# Aiden & Alex and the wild outdoors..



## Lucara (May 5, 2008)

Well, I had to clean out their cage so Alex and I tried to get a few pics of the fatties on the move. Here they are!!


----------



## Hallie-Mae (Jul 31, 2008)

Gosh they're gorgeous ! Specially that last pic, absolutely priceless  Lucky !


----------



## Stace87 (Jun 24, 2008)

I'd like to get some outdoor pics. They'd probably freak out though and I don't know where I could put them :?


----------



## KayRatz (Apr 5, 2007)

that last pic made me "awwww" TOO CUTE.


----------



## SamAnthrax (Jan 5, 2008)

Aw your rats are adorable. I said the same thing as kayratz lol perfect picture.


----------



## ratlover4everrr (Jan 31, 2008)

they look like their having fun! haha they are cute lil chubbies. =)


----------



## begoodtoanimals (Dec 6, 2007)

How do you keep them within your reach on a tree?
My girls would be in the tree top as I were to take a picture.


----------



## Stace87 (Jun 24, 2008)

begoodtoanimals said:


> How do you keep them within your reach on a tree?
> My girls would be in the tree top as I were to take a picture.

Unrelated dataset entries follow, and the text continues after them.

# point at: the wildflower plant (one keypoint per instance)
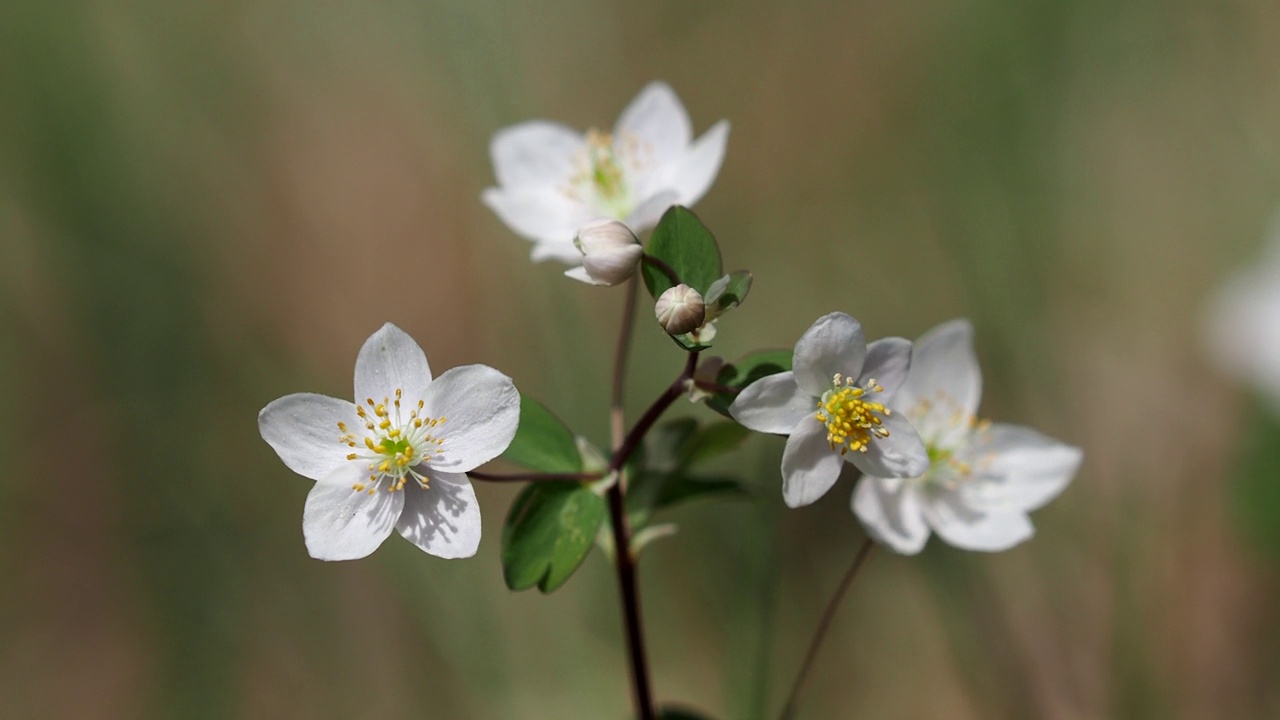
(402, 456)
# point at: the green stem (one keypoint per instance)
(622, 560)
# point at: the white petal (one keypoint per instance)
(658, 122)
(945, 373)
(339, 523)
(891, 514)
(443, 519)
(580, 274)
(535, 154)
(773, 404)
(391, 360)
(693, 174)
(562, 251)
(1242, 327)
(1032, 469)
(833, 343)
(967, 528)
(543, 215)
(887, 361)
(900, 455)
(650, 210)
(809, 465)
(481, 410)
(302, 429)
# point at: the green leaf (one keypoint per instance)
(745, 372)
(679, 488)
(726, 294)
(542, 441)
(711, 441)
(663, 447)
(684, 244)
(548, 533)
(670, 451)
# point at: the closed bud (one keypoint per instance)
(609, 253)
(680, 309)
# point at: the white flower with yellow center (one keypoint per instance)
(982, 478)
(836, 406)
(552, 180)
(398, 456)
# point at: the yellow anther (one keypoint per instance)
(851, 422)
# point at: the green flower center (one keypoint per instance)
(600, 177)
(394, 443)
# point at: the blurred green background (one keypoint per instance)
(205, 206)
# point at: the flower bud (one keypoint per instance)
(609, 253)
(680, 309)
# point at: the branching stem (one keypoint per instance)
(864, 552)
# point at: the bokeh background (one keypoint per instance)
(204, 206)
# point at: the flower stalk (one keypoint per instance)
(864, 554)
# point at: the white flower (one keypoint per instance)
(552, 180)
(680, 309)
(609, 253)
(982, 478)
(835, 406)
(398, 456)
(1243, 323)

I don't think mine would even let me put them on a tree lol. They jump back onto me when I put them in new places. I don't think I'd be able to get outside pics  Any tips from anyone?


----------



## Caity (Apr 1, 2008)

Pretty boys. I want to do photo shoots with mine but they just won't hold still for anything. They're all still under a year old.


----------



## myboys2 (Jul 7, 2008)

That last photo is so sweet! They are so very cute! Kudos to you behind the camera, getting such good shots is really hard!


----------



## xxcalciferxx (Aug 10, 2008)

Haha i love the last picture that is just way to cute


----------



## bmwing01 (Dec 7, 2007)

the second one is TOO cute, it looks like he's stalking you, about to pounce !


----------



## Suzuks (Jun 25, 2008)

AWW! I love these pictures - especially the second and last ones. The second one makes him look like a raccoon, and did he fall asleep hanging almost vertical in the tree!!! 8O


----------